US Airways flight attendant celebrates 55 years with airline
TEMPE, Ariz. - US Airways flight attendant Bette Nash celebrates 55 years of dedicated service with the airline this month. Ms.
TEMPE, Ariz. – US Airways flight attendant Bette Nash celebrates 55 years of dedicated service with the airline this month. Ms. Nash has the distinction of being the most tenured flight attendant at US Airways with a hire date of Nov. 4, 1957.

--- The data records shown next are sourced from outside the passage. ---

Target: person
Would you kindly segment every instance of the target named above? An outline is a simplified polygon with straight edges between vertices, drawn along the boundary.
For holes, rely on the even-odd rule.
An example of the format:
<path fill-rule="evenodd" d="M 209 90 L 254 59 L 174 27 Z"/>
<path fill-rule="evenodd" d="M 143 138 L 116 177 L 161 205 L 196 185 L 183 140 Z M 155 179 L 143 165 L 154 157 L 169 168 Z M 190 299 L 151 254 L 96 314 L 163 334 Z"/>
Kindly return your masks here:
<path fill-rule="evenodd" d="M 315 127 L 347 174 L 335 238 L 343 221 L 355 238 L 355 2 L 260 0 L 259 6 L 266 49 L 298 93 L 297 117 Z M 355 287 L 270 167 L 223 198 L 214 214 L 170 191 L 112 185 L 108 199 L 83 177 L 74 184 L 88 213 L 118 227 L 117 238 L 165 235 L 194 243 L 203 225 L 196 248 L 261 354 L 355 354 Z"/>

Nash, who is based in US Airways’ Washington, D.C. focus city, began her aviation career with Eastern Airlines, flying on the carrier’s Lockheed Constellation 1049 aircraft. In 1961, she began flying for the Eastern Air Shuttle, which provided flights every two hours between New York’s LaGuardia, Washington National and Boston Logan airports. Over the years, the Eastern Air Shuttle became the Trump Shuttle, the USAir Shuttle and today’s US Airways Shuttle, where Bette continues the proud tradition of these airlines, flying between her home base at Washington, D.C.’s Reagan National Airport, Boston and New York’s LaGuardia Airport.

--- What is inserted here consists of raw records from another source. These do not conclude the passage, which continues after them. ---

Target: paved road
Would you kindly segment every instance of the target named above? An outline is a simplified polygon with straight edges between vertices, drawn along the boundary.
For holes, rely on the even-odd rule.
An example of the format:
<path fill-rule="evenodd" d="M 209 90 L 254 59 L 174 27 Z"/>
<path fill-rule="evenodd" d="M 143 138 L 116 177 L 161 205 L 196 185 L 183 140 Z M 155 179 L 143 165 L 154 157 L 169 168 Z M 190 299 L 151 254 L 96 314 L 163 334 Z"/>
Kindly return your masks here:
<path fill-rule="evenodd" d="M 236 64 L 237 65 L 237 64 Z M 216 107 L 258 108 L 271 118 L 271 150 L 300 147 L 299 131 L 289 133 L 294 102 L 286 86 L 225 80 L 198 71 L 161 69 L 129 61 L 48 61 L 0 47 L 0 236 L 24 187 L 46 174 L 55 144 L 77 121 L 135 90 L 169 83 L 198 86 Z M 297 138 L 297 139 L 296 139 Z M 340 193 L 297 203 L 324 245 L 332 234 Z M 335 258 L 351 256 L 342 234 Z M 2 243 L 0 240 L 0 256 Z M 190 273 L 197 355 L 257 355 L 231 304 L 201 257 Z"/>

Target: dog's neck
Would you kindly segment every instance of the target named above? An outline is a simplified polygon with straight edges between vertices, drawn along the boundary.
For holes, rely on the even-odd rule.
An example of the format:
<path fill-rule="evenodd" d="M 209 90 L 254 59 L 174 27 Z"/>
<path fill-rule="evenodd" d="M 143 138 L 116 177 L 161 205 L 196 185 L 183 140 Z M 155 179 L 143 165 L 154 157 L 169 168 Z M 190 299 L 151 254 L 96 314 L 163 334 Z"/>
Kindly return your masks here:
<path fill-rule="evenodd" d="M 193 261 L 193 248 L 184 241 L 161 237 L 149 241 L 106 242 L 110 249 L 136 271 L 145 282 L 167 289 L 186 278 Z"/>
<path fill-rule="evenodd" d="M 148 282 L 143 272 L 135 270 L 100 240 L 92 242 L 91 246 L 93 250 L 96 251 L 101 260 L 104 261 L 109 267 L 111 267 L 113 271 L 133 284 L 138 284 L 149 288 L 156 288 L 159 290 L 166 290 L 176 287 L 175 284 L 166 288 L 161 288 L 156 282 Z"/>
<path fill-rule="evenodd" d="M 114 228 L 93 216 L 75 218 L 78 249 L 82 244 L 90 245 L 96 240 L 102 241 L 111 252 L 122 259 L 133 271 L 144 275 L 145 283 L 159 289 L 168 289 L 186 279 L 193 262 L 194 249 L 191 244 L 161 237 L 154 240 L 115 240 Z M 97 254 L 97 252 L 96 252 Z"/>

“Bette’s dedication to providing excellent customer service helps make US Airways a better airline,” said Hector Adler, US Airways’ vice president, inflight services. “Bette has witnessed many changes in the airline industry in her 55-year career, but one thing hasn’t changed and that is her continued commitment to customer service and the admiration for her among her colleagues. We are extremely honored to recognize her lifetime of commitment to our company and our customers.”

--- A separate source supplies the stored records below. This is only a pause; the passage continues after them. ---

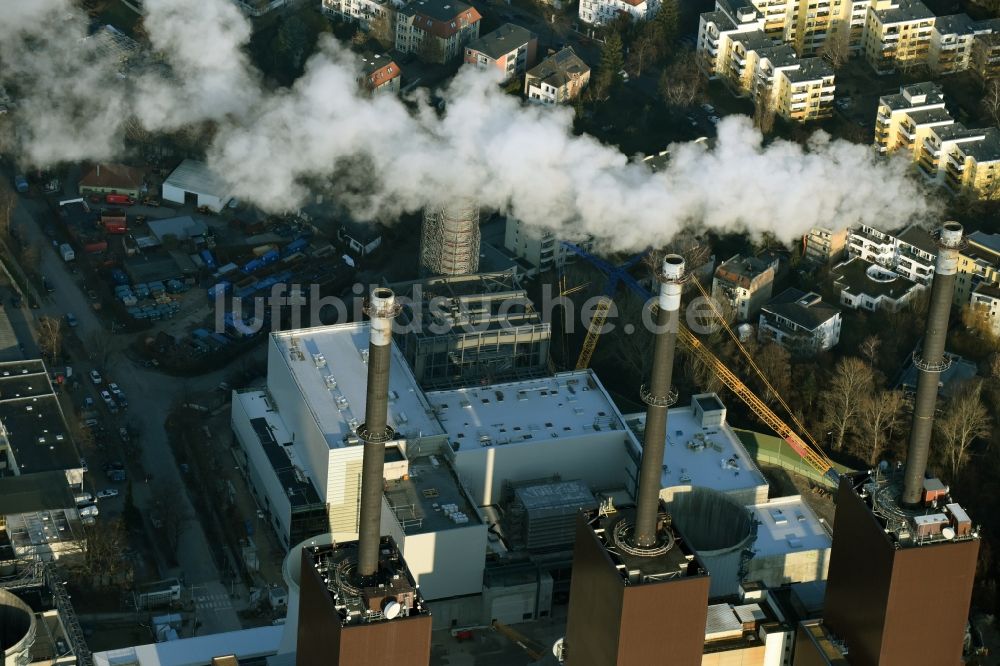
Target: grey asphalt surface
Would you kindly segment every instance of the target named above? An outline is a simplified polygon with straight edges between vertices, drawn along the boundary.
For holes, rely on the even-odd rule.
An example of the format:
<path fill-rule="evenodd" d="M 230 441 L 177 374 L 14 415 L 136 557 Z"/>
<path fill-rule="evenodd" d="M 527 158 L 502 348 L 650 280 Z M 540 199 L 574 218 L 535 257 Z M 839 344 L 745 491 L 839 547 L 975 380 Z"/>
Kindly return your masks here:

Nash is one of three US Airways flight attendants with more than 50 years of service. In June 2011 Carolyn Baker celebrated 50 years with the airline. Sali Burgard marked her 50th anniversary this month with US Airways. Baker and Burgard are based in the airline’s Charlotte, N.C. hub and began their careers with Mohawk and Allegheny Airlines, respectively. Both carriers became part of today’s US Airways and the airline is proud to continue their legacies.
US Airways plans to hire approximately 450 flight attendants this fall and winter, with the first group of new crew members taking to the skies in early 2013. The new positions will fill those left by flight attendants who are retiring and those created by the airline replacing Boeing 737 aircraft with larger Airbus A321 aircraft and bringing on new Airbus A330 widebody aircraft, which will replace Boeing 767 planes.